Robust coherent phonon mode at GaP/Si(001) heterointerface

TL;DR

This study reveals a robust 2 THz phonon mode at the GaP/Si(001) heterointerface, influenced by growth conditions and interfacial structure, with implications for ultrafast carrier-phonon interactions.

Contribution

It demonstrates the existence and characteristics of a stable interfacial phonon mode under different growth conditions, highlighting its coupling to carriers and structural effects.

Findings

The 2 THz phonon mode is observed regardless of GaP layer thickness.

The phonon amplitude depends non-monotonically on layer thickness.

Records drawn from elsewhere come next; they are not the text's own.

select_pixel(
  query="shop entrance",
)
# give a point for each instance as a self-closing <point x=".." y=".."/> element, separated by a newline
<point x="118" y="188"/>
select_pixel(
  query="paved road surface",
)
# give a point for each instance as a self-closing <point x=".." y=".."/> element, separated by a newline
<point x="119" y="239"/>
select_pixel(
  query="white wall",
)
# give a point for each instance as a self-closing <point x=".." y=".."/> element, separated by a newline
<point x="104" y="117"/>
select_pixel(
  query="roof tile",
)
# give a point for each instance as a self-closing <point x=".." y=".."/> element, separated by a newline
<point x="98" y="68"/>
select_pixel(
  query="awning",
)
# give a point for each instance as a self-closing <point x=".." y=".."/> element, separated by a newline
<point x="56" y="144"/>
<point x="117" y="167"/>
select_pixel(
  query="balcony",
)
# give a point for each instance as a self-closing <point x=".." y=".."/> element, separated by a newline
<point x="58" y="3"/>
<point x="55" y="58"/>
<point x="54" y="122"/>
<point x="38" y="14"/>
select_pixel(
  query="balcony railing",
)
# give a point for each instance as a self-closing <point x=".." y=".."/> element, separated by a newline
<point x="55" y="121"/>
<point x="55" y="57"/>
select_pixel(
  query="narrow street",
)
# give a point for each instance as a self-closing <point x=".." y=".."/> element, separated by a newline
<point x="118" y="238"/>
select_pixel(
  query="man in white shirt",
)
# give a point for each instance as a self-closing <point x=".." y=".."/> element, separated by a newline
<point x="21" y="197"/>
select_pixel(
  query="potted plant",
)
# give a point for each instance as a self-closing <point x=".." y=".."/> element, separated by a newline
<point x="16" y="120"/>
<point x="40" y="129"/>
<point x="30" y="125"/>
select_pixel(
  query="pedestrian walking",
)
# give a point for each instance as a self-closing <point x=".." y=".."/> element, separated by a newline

High-temperature overgrowth alters the optical polarization dependence of the phonon.

Abstract

Lattice-matched GaP layers without extended defects can be grown on Si(001) substrate via a two-step growth procedure, consisting of low-temperature nucleation followed by high-temperature overgrowth. A transient reflectivity experiment on a thin, low-temperature nucleation layer discovered a previously unknown phonon mode at 2 THz upon below-bandgap optical excitation (Adv. Mater. Interfaces 2025, 2400573). Here we examine the influence of the two-step growth process on the ultrafast carrier and phonon dynamics of the GaP/Si interface. We find that the discrete electronic state, which governed the interfacial carrier dynamics of the thin nucleation layer, becomes suppressed when a thicker layer is formed by high-temperature overgrowth. The coherent 2-THz oscillation is observed also in the high-temperature overgrown structures, at the constant frequency regardless of the GaP layer thickness. Its resonance behavior closely follows that of the carrier dynamics at the respective growth stage. This supports its assignment to a phonon mode generated at the heterointerface and strongly coupled to the interfacial carriers. The phonon amplitude exhibits a non-monotonic dependence on the GaP layer thickness, and its optical polarization-dependence is qualitatively altered by the high-temperature overgrowth, neither of which is accounted for by the carrier-phonon coupling alone. Our results demonstrate that the 2-THz interfacial phonon mode is robust against high-temperature overgrowth, while its amplitude is determined by both coupling to interfacial electronic transitions and atomic-scale structural reorganization at the interface.